Positioning Strategy

Audience:
Universities, startups, system integrators, and governments seeking IoT independence and real-world learning platforms.

Competition:
Global IoT hyperscalers (AWS IoT, Azure IoT, ThingsBoard) — but FAVORIOT differentiates by offering a local, sovereign, and education-driven ecosystem that’s made by Malaysians, for the world.

Difference:
FAVORIOT bridges education and enterprise — combining IoT training, certification, and deployment in one platform. It’s not just about data; it’s about developing people, institutions, and nations.

Brand Expression

Brand Persona

Brand Voice:
Warm, insightful, humble yet confident.
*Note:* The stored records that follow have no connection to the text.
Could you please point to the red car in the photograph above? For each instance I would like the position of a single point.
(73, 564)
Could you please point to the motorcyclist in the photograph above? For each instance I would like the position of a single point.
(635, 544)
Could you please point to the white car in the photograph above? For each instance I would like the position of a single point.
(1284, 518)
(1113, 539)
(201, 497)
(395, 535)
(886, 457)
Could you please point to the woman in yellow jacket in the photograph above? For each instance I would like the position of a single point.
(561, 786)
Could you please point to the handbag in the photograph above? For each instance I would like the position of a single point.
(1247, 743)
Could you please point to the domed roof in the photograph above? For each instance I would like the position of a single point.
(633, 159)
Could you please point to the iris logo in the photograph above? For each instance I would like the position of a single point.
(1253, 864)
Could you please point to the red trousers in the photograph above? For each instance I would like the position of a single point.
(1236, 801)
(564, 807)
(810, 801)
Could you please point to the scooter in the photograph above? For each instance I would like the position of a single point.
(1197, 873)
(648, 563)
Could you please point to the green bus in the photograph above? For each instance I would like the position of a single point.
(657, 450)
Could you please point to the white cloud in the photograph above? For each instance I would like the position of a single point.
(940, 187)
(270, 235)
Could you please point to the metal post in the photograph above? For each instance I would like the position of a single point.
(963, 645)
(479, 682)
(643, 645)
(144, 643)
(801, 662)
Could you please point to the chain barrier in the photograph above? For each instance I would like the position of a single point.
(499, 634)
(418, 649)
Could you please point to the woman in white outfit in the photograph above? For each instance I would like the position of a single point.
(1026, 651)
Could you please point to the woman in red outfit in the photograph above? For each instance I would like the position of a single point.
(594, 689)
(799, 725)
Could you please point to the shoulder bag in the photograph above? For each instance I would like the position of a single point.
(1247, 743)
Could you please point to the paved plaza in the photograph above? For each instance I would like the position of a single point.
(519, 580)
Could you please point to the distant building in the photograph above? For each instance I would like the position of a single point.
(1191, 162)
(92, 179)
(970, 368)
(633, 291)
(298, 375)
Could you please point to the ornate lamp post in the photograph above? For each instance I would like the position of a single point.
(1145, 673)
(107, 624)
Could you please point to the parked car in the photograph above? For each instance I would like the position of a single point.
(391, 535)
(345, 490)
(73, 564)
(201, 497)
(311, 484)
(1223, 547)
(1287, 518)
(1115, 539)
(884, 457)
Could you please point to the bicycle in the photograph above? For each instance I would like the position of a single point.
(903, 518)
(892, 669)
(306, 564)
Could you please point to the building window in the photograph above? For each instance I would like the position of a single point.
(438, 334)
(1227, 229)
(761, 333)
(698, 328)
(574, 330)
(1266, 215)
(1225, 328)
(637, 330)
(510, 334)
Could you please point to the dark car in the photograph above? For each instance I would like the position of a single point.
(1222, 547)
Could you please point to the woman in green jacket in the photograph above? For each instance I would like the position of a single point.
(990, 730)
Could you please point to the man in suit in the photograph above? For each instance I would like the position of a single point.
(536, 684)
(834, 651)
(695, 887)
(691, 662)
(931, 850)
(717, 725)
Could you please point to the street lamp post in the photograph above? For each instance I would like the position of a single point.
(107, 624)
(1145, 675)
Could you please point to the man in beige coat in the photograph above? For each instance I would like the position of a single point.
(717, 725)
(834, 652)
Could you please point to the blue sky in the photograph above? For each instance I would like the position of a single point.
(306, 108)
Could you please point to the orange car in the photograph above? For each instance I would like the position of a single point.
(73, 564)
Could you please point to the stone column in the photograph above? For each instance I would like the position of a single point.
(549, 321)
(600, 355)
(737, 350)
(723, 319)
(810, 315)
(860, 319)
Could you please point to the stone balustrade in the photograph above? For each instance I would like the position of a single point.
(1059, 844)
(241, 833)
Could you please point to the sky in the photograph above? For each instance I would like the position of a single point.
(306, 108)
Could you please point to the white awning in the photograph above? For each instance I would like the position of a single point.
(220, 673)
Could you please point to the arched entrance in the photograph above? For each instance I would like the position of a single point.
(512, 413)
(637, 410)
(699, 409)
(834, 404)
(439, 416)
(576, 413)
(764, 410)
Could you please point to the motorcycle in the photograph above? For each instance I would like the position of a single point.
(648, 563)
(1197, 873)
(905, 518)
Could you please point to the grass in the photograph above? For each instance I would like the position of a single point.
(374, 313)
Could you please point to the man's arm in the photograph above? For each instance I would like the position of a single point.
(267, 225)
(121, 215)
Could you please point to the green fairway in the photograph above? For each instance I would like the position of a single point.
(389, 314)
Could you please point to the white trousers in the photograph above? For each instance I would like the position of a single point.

Speaks like a mentor or friend who believes in your potential to create something great.

Brand Communication

Core Messaging:
“Let’s build the IoT world together.”
(Reflects collaboration, empowerment, and shared growth.)

Storytelling Framework:
Stories center around:

  • Empowering students and educators.
  • Real IoT impact on communities and industries.
  • Favoriot’s journey — from survival to global partnerships.
  • The vision of a Producer Nation and the rise of the Fayverse.

Brand Taglines:

  • “Empowering Nations to Build Their Own IoT Ecosystem.”
  • “Let’s Build the IoT World Together.”
  • “From Learners to Leaders in IoT.”

Visual Expression

Brand Identity:

  • Logo: Stylized “F” circuit path on magenta circle
  • Color: Official magenta #B90083 (symbolizing creativity, boldness, and human warmth)
  • Typography: Rounded sans-serif — modern yet approachable
  • Mascot: Faybee (symbol of teamwork and energy)
  • Personas: IoT Man and IoT Queen

Brand Presence:

  • Platforms: favoriot.com, Medium, LinkedIn, YouTube, Spotify podcasts
  • Ecosystem: Universities, startups, and global partners in 10+ countries
  • Tone: Storytelling-driven, people-first, optimistic, and visionary

❤️ Summary

FAVORIOT is more than an IoT platform — it’s a movement.
A story about how local innovation can grow into a global ecosystem.
It represents Malaysia’s dream of becoming a Producer Nation, built on collaboration, purpose, and belief in our own capabilities.